TROY: You don’t know what’s going to happen to you, because half the people around here just shoot at whoever, daytime, nighttime, it don’t matter when they do it, and you don’t know when you’re going to be hit or you’re not going to be hit.

KEVIN: Any day could be your day. I see people walk by me, they get up two blocks away you see them laying out there bleeding.

WILSON-DOFFONEY: I think it goes by what you see. When I see my young boys on a corner, they want to see better but nobody takes them anywhere to see anything else.

"Stop the Violence"SEVERSON (speaking to group of young men): Do you have a responsibility with these kids who are 15 and 14 that Charlene is burying? Do you try to talk to them, or what do you say to them?

BYIEME: It is just like talking to a brick wall. You can talk but they ain’t going to listen.

WILSON-DOFFONEY: They plan for their funeral. They know. Some people do come to me and say Miss Charlene, you got me? And I am like yeah, I got you.

KEVIN: A lot of them say when I get buried I want to have this on, I want to have that on. They say at my funeral I’m going to have all the girls there.

WILSON-DOFFONEY: And you are like is there anything I can do? Can I turn you around a different way or anything, and they know that they are going to go down.

SEVERSON: The kids themselves agree that too often their problems begin at home.

NEIL: Most of these parents just run around and worry about themselves now. They didn’t want to have kids and then once they have the kid, they just let him go. They had these kids to get on welfare. They ended up with the easy way out.

WILSON-DOFFONEY: I get a chance to come into the prison a lot, and I see all them black men. Who is there for the black boy? The fathers that you see are in jail, and the kids are raising their selves, and the mothers, they got their own issues going on—not having the man around, having to provide, and they don’t have jobs.

SEVERSON: Reverend Edward Winslow ministers to the young people in the neighborhood. He says parents and their kids have stopped coming to church, so it’s difficult to reach them.

REVEREND EDWARD WINSLOW: And where we would be able to teach the kids about character building, we don’t do it anymore because they are not there anymore.

SEVERSON: Charlene says there is plenty of blame to go around—broken families, no jobs, no role models, and ministers who are missing in action.

WILSON-DOFFONEY: You have a lot of ministers today who don’t care. They don’t evangelize anymore. They are not out to save souls. They don’t care about the loss as long as it doesn’t affect them.

SEVERSON: Reverend Winslow cares about these kids, but too often he gets to know them after it’s too late.
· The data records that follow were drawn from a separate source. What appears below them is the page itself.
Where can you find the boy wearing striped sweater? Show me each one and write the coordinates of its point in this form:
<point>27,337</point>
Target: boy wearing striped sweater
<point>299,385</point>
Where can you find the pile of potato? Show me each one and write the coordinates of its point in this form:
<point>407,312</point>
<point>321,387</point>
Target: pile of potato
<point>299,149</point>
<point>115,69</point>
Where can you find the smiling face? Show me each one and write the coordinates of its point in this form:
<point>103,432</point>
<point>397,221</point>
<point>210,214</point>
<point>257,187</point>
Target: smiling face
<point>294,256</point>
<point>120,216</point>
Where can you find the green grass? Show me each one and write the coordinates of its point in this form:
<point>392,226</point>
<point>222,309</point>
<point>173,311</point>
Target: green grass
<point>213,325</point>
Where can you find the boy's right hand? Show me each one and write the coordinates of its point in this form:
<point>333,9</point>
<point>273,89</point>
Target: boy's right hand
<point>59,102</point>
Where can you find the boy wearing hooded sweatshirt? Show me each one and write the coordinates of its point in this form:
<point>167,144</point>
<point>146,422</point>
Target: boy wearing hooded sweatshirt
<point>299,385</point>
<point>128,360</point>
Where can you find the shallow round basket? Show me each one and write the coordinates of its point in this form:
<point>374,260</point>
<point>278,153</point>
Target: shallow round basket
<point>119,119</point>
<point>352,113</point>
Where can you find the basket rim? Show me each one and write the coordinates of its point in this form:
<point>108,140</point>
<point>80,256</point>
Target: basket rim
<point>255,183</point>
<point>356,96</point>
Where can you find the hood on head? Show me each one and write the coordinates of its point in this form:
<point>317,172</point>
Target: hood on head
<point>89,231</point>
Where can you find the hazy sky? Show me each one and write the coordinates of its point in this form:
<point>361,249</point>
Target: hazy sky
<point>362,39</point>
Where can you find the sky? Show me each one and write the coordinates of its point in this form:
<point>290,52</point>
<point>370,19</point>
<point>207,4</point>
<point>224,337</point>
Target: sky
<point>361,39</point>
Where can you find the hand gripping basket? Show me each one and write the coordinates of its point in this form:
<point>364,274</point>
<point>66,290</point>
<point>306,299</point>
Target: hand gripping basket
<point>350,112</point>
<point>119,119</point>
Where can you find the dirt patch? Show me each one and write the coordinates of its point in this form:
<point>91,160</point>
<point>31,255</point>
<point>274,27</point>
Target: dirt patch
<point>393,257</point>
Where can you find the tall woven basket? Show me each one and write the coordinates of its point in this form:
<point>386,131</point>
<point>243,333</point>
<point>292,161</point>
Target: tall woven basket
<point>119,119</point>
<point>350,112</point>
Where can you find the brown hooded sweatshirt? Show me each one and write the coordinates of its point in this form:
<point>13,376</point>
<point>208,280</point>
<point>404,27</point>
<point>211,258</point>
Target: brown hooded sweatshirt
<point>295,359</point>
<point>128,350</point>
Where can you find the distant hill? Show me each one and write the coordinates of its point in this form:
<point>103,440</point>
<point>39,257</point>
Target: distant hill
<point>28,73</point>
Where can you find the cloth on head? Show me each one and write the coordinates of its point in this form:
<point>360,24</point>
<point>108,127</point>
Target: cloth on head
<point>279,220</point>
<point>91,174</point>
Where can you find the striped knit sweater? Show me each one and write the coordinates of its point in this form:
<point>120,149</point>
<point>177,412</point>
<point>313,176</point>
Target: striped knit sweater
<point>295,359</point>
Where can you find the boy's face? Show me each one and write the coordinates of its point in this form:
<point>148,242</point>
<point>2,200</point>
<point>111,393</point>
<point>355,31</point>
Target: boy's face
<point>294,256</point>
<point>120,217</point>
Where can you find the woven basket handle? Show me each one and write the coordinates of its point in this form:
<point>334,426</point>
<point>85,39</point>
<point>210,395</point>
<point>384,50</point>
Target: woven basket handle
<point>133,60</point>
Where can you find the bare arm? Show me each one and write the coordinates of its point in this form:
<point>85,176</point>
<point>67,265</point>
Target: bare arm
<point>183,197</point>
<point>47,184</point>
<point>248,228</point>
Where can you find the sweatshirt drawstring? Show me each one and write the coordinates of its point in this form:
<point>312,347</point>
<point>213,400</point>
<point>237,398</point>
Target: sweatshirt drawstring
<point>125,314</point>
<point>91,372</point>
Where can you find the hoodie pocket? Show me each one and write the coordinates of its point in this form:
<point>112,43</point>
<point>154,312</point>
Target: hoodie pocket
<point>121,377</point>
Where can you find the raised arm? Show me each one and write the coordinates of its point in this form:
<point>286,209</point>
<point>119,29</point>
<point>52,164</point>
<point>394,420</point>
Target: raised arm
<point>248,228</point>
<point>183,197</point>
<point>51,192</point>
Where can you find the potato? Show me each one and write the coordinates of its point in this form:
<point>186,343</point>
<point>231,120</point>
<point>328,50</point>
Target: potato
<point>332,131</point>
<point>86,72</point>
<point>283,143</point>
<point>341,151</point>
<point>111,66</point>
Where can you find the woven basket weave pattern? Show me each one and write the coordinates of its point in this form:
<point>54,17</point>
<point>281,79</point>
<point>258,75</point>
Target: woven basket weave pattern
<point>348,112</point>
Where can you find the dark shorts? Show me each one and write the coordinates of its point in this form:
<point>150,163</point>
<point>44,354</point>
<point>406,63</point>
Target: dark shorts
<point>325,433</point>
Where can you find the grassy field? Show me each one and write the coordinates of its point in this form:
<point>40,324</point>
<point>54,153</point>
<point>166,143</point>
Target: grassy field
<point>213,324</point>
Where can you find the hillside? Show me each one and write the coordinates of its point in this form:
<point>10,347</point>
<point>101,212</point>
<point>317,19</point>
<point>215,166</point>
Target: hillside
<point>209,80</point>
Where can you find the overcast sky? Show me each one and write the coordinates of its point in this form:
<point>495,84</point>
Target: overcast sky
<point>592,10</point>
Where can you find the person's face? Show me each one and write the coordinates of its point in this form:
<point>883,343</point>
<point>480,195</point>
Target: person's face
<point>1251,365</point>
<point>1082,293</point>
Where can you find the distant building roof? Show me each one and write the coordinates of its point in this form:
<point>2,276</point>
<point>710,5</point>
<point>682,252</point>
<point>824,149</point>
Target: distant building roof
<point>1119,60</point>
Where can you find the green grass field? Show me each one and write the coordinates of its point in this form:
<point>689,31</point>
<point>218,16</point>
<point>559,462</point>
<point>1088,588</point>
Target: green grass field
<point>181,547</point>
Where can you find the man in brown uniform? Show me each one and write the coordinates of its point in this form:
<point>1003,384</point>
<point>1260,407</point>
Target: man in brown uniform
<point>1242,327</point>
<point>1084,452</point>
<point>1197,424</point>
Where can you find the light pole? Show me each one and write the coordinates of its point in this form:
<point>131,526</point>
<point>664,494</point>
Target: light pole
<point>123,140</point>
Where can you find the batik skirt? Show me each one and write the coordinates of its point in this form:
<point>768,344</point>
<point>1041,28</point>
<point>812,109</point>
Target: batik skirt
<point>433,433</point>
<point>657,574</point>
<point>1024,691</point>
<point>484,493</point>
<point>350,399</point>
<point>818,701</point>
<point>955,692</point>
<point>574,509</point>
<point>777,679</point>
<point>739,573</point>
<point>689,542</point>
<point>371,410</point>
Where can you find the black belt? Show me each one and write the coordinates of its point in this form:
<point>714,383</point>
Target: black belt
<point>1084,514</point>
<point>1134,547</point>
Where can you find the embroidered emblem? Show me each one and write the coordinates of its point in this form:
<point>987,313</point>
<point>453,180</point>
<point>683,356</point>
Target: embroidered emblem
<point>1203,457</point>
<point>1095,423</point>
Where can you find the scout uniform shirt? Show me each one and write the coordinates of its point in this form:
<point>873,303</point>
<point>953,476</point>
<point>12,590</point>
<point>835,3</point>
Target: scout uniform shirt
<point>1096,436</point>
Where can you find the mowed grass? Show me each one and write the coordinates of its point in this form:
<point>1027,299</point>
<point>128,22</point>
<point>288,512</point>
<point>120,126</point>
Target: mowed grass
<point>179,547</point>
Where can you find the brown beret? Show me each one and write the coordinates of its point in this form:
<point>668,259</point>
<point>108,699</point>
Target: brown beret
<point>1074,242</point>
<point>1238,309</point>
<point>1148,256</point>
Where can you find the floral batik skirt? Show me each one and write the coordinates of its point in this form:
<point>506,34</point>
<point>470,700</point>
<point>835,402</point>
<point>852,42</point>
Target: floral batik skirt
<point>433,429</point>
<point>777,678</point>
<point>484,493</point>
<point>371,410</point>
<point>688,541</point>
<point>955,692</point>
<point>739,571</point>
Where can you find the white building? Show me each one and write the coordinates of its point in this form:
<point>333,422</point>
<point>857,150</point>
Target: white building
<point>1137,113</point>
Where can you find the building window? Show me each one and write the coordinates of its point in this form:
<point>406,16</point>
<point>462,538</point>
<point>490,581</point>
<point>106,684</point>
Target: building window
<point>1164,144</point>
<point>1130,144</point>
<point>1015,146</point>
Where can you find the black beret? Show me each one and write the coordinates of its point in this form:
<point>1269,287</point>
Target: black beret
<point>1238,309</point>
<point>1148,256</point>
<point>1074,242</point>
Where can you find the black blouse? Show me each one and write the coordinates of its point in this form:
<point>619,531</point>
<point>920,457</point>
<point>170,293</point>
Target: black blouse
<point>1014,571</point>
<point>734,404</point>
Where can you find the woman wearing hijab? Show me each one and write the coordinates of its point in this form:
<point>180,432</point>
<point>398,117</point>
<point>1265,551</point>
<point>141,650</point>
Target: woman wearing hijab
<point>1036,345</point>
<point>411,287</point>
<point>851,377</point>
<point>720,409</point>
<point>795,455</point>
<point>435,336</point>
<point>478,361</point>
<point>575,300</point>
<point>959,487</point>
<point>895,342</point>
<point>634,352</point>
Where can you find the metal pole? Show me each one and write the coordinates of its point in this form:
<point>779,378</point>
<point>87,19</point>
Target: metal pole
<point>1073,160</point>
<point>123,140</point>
REVEREND WINSLOW: I see more now lately in the end than in the beginning or in the middle, and that’s a sad thing. That’s what keeps this place running, the death. That’s her business, it is true, but the point is how do we get to them before that?

WILSON-DOFFONEY (speaking to police): I think the other day there was a shooting.

SEVERSON: The police, the grieving moms, the kids—they all know Charlene, but not always the way she wants them to know her.

WILSON-DOFFONEY: I know where I’ve been, and if it worked for me, the little girl from North Philly that didn’t know how she was going to make it, it will work for them, and I am just hurt to see the kids that don’t know that it works.

SEVERSON: The crime rate in South Philly has been going down. The mayor says it’s because there are more police on the streets and more citizen involvement. The business of burying is less brisk than it once was. So Charlene can spend more time doing what she would rather be doing.

For Religion & Ethics NewsWeekly I’m Lucky Severson in Philadelphia.